PS5 - Speller Assignment Comparison
Hello one and all,
Anyone want to compare the Speller results from the Problem set 5?
I do not think that I am breaking any rules by posting the results only.
Basically kept chipping away, line by line, idea by idea, printeffing almost everything until I got it to work how I wanted (working at all, that is).
I have chosen to keep my hash function relatively simple (but just enough complicated) to get some results (although the design50 is telling me to research online - which is against what the assignment is saying).
Of course my favorite testing file was holmes.txt, with its 1.15 million words.
>
If anyone would like to compare the results, here are mine (tested with various N's, to see the difference in times).
holmes.txt with N = 26
WORDS MISSPELLED: 17845
WORDS IN DICTIONARY: 143091
WORDS IN TEXT: 1150970
TIME IN load: 0.04
TIME IN check: 203.65
TIME IN size: 0.00
TIME IN unload: 0.01
TIME IN TOTAL: 203.70
holmes.txt with N = 676 (26^2)
WORDS MISSPELLED: 17845
WORDS IN DICTIONARY: 143091
WORDS IN TEXT: 1150970
TIME IN load: 0.03
TIME IN check: 7.80
TIME IN size: 0.00
TIME IN unload: 0.02
TIME IN TOTAL: 7.85
holmes.txt with N = 17576 (26^3)
WORDS MISSPELLED: 17845
WORDS IN DICTIONARY: 143091
WORDS IN TEXT: 1150970
TIME IN load: 0.04
TIME IN check: 1.35
TIME IN size: 0.00
TIME IN unload: 0.02
TIME IN TOTAL: 1.42
holmes.txt with N = 35152 (26^3)*2
WORDS MISSPELLED: 17845
WORDS IN DICTIONARY: 143091
WORDS IN TEXT: 1150970
TIME IN load: 0.03
TIME IN check: 1.10
TIME IN size: 0.00
TIME IN unload: 0.02
TIME IN TOTAL: 1.15
holmes.txt with N = 143091 (words in dictionary)
WORDS MISSPELLED: 17845
WORDS IN DICTIONARY: 143091
WORDS IN TEXT: 1150970
TIME IN load: 0.05
TIME IN check: 0.99
TIME IN size: 0.00
TIME IN unload: 0.02
TIME IN TOTAL: 1.06
holmes.txt with N = 456976 (26^4)
WORDS MISSPELLED: 17845
WORDS IN DICTIONARY: 143091
WORDS IN TEXT: 1150970
TIME IN load: 0.05
TIME IN check: 0.95
TIME IN size: 0.00
TIME IN unload: 0.02
TIME IN TOTAL: 1.02
Valgrind result:
==59758==
==59758== HEAP SUMMARY:
==59758== in use at exit: 0 bytes in 0 blocks
==59758== total heap usage: 143,096 allocs, 143,096 frees, 8,023,256 bytes allocated
==59758==
==59758== All heap blocks were freed -- no leaks are possible
==59758==
==59758== For lists of detected and suppressed errors, rerun with: -s
==59758== ERROR SUMMARY: 0 errors from 0 contexts (suppressed: 0 from 0)

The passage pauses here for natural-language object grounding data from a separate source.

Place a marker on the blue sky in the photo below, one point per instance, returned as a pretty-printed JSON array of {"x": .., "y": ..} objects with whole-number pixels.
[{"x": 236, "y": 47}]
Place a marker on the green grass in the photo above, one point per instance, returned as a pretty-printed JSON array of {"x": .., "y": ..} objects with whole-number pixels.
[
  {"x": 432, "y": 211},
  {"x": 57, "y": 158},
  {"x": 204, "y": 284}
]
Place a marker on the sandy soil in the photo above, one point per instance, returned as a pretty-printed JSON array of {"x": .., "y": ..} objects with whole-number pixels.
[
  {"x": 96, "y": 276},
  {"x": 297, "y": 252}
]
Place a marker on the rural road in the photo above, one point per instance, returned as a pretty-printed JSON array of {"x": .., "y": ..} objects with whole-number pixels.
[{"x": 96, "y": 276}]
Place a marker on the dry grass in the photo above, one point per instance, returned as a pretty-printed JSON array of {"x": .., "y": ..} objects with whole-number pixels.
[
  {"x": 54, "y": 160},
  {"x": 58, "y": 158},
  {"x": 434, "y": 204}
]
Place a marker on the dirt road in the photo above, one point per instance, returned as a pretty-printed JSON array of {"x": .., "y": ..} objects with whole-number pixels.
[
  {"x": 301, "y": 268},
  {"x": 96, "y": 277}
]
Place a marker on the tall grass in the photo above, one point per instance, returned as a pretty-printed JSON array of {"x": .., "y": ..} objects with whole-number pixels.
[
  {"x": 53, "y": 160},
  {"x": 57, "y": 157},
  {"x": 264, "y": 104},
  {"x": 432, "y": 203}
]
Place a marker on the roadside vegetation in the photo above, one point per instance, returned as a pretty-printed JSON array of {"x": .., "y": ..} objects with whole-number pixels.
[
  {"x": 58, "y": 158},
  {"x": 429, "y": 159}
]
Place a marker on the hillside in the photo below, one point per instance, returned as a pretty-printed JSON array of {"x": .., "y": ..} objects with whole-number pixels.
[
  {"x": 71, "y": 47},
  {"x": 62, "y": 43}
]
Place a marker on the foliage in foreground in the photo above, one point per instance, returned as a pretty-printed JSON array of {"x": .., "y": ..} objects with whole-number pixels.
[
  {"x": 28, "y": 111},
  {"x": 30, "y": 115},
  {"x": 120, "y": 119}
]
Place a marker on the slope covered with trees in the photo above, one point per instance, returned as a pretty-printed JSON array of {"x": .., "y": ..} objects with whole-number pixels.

Basically, with my code, the main factor was the amount of hash table buckets - how fast was the check function in finding the word.

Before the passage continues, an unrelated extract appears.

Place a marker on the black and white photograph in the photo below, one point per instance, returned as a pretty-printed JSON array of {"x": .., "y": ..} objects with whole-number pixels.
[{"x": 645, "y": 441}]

I am not smart enough to say that increasing the amount of buckets by 100k to gain 0.1 seconds is advisable, but hey - I tried it.
It would also be interesting to see what would happen if a trie was implemented. I assume the amount of memory would explode (each letter would have 26 or 27 nodes for the ' ). But would it be faster?